Toyota, one of the world’s largest automotive manufacturers, is facing an extended production shutdown that now affects ten vehicle assembly lines across six of its plants in Japan.

The catalyst behind the ongoing disruption is a critical component shortage triggered by an explosion at a key supplier’s facility.

With a total of 14 assembly plants in Japan, responsible for producing vehicles destined for both domestic and international markets, Toyota’s production gridlock is, once again, sending ripples across the industry. The automaker has encountered difficulties procuring essential suspension system springs and other vital components for a range of models, including the popular RAV4 and the rugged Landcruiser SUVs.

The explosion occurred at a factory owned by Chuo Spring, a supplier of these crucial components. The incident in question, which took place within the factory’s steel cooling section, led to injuries for two of its workers. An ongoing investigation is striving to uncover the exact cause of the accident.

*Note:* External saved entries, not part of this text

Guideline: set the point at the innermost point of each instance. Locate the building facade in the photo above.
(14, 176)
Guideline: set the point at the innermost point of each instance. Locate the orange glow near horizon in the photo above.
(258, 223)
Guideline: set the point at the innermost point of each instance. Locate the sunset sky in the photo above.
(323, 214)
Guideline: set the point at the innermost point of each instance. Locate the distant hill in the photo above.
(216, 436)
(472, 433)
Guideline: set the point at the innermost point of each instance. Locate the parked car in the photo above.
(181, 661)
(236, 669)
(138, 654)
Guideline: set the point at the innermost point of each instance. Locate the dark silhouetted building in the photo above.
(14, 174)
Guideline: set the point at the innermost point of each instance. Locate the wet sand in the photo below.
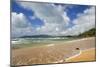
(86, 55)
(52, 53)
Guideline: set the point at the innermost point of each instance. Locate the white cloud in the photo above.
(83, 22)
(54, 17)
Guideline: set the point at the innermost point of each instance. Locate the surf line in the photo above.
(74, 56)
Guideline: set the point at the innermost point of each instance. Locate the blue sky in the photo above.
(33, 14)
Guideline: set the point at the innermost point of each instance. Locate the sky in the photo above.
(34, 18)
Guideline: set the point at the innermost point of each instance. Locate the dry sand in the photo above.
(86, 55)
(54, 53)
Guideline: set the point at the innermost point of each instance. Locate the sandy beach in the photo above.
(56, 53)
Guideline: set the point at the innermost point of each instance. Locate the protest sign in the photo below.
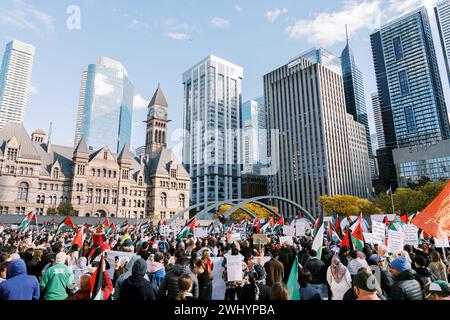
(368, 237)
(232, 237)
(287, 239)
(300, 229)
(201, 232)
(378, 232)
(289, 231)
(441, 243)
(259, 239)
(395, 241)
(411, 235)
(234, 268)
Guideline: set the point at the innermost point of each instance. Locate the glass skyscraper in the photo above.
(442, 12)
(212, 122)
(106, 106)
(254, 135)
(354, 92)
(15, 81)
(412, 102)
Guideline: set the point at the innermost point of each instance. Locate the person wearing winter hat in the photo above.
(405, 286)
(439, 290)
(58, 279)
(255, 290)
(365, 286)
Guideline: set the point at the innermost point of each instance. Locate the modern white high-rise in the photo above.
(254, 135)
(15, 81)
(378, 120)
(442, 12)
(212, 122)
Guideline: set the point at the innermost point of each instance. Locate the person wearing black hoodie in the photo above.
(136, 287)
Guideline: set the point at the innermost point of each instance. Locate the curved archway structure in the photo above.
(238, 206)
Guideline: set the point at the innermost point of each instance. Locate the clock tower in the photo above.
(157, 122)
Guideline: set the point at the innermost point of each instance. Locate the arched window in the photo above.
(23, 191)
(182, 201)
(164, 200)
(56, 173)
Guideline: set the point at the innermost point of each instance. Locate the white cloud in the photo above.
(179, 36)
(404, 6)
(273, 15)
(218, 22)
(32, 89)
(328, 28)
(139, 102)
(26, 17)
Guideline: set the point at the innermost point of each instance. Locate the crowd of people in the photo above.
(43, 265)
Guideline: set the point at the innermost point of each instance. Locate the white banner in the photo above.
(411, 236)
(441, 243)
(395, 241)
(378, 232)
(234, 268)
(289, 231)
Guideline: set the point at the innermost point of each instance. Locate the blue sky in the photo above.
(158, 40)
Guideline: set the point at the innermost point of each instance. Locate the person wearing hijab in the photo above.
(339, 279)
(256, 290)
(136, 287)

The explosion occurred at a factory owned by Chuo Spring, a supplier of these crucial components

The explosion occurred at a factory owned by Chuo Spring, a supplier of these crucial components

The repercussions of this disruption extend beyond the immediate setbacks in production. Toyota, renowned for its lean and efficient production methods, is currently unable to determine when production will resume. The automaker is now navigating the complex task of identifying alternative sources for these critical components, a task that’s exacerbated by the industry’s reliance on single sourcing of components and the just-in-time production model.

Toyota Japan continues to suffer production issues

The incident is somewhat reminiscent of an earlier disruption that occurred in late August of this year, when Toyota’s Japanese production came to a standstill as it encountered a sudden system failure, impacting one-third of global output and exposing supply chain vulnerabilities and recovery challenges.

This abrupt disruption brought domestic production to a halt, creating shockwaves in the global automotive industry. At the time, Toyota had to cease production at all 14 of its assembly plants in Japan.

And there’s more. Just last year, Toyota faced a one-day shutdown due to a supplier’s cyberattack, disrupting crucial part orders. Fortunately, Toyota managed to resume operations using a backup network. Looking ahead, industry analysts are now exploring creative solutions, such as implementing extended shifts, to compensate for the lost production during this latest unexpected outage.

The need for diverse supplier networks, robust safety protocols and adaptability

This latest production halt underscores the fragile nature of modern automotive supply chains, where cost-effective and efficient practices have, at times, left manufacturers with minimal stockpiles to buffer against such unforeseen disruptions. Toyota’s experience serves as a stark reminder of the importance of diversifying supplier networks and reinforcing supply chain resilience. As the situation unfolds, industry stakeholders will closely watch Toyota’s efforts to secure alternative component supplies and restore its production operations.